Si hay un mercante fondeado, un motor auxiliar puede delatar su presencia, pero ¿y si está complemente parado? ¿Y si es un velero? Mientras emerge, el comandante pone el periscopio en vertical para atisbar el reflejo de la luz del día. La oscuridad le alerta de que algún objeto se interpone entre el submarino y el sol, pero ¿y de noche?

“El mar es muy grande”, me tranquiliza un oficial. Enorme. Pero el sumergible nuclear británico HMS Ambush colisionó en julio de 2016 con un mercante en el estrecho de Gibraltar. Afortunadamente, sin víctimas. Peor le fue al pesquero japonés al que en febrero de 2001 embistió el USS Greeneville en Hawái. Nueve pescadores se ahogaron. La peor catástrofe de un submarino español en tiempo de paz ocurrió el 27 de junio de 1946. Durante unas maniobras, el submarino C4emergió ante la proa del destructor Lepanto, que lo arrolló y lo partió en dos. Sus 44 tripulantes siguen en el fondo del mar, a 13 millas del puerto de Sóller (Mallorca).

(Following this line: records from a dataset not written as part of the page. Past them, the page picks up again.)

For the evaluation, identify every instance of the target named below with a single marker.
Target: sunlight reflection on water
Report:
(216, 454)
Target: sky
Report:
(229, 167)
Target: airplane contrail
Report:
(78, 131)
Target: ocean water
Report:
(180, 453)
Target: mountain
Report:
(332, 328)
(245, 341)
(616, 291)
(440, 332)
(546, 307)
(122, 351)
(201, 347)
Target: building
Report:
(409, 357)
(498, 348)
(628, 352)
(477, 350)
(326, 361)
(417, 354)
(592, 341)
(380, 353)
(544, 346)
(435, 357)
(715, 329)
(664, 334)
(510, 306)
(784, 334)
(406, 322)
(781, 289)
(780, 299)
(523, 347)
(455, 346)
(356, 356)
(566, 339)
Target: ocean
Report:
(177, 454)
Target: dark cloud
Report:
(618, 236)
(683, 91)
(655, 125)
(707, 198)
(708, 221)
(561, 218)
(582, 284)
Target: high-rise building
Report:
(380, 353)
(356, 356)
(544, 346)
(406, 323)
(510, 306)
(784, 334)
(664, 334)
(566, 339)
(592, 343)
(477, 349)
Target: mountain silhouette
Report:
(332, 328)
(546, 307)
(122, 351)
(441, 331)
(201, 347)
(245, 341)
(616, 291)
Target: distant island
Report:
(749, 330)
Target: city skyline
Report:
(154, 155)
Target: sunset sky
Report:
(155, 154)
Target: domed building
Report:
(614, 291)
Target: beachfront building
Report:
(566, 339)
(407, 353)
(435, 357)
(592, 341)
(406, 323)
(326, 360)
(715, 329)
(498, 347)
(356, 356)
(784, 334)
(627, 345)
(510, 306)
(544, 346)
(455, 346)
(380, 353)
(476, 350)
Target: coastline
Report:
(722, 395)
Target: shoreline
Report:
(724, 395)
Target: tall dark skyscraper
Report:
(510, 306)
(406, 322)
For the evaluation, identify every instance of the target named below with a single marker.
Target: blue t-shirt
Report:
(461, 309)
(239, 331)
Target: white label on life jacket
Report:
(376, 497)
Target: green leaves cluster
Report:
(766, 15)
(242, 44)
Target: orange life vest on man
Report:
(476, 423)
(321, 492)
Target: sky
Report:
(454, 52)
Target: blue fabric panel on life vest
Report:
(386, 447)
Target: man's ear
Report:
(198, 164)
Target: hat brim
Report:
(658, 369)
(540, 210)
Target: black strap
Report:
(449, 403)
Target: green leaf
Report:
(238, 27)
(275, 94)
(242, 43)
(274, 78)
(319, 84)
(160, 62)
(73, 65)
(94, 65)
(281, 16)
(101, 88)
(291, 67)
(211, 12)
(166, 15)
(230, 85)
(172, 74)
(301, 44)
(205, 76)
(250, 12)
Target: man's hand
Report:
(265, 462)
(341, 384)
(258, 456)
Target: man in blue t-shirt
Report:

Un oficial realiza anotaciones en el cuaderno de bitácora. CARMEN SECANELLA

El abuelo del capitán Garrido era suboficial de máquinas del C4, pero su muerte no le disuadió de hacerse submarinista. “Al contrario, creo que me motivó más. Quise saber qué era un submarino, vivir lo que él vivió. No llegué a conocerle, pero le tengo presente cada vez que salgo a la mar y me siento muy orgulloso de seguir sus pasos”.

En la cubierta del Mistral, justo detrás de la vela, va una pasajera a la que los tripulantes miran de reojo. Es Ofelia, la boya de emisiones de radio y destellos luminosos que se lanza automáticamente para señalizar el lugar donde se ha hundido un submarino. Si todo falla, quedan Ofelia y la Virgen del Carmen.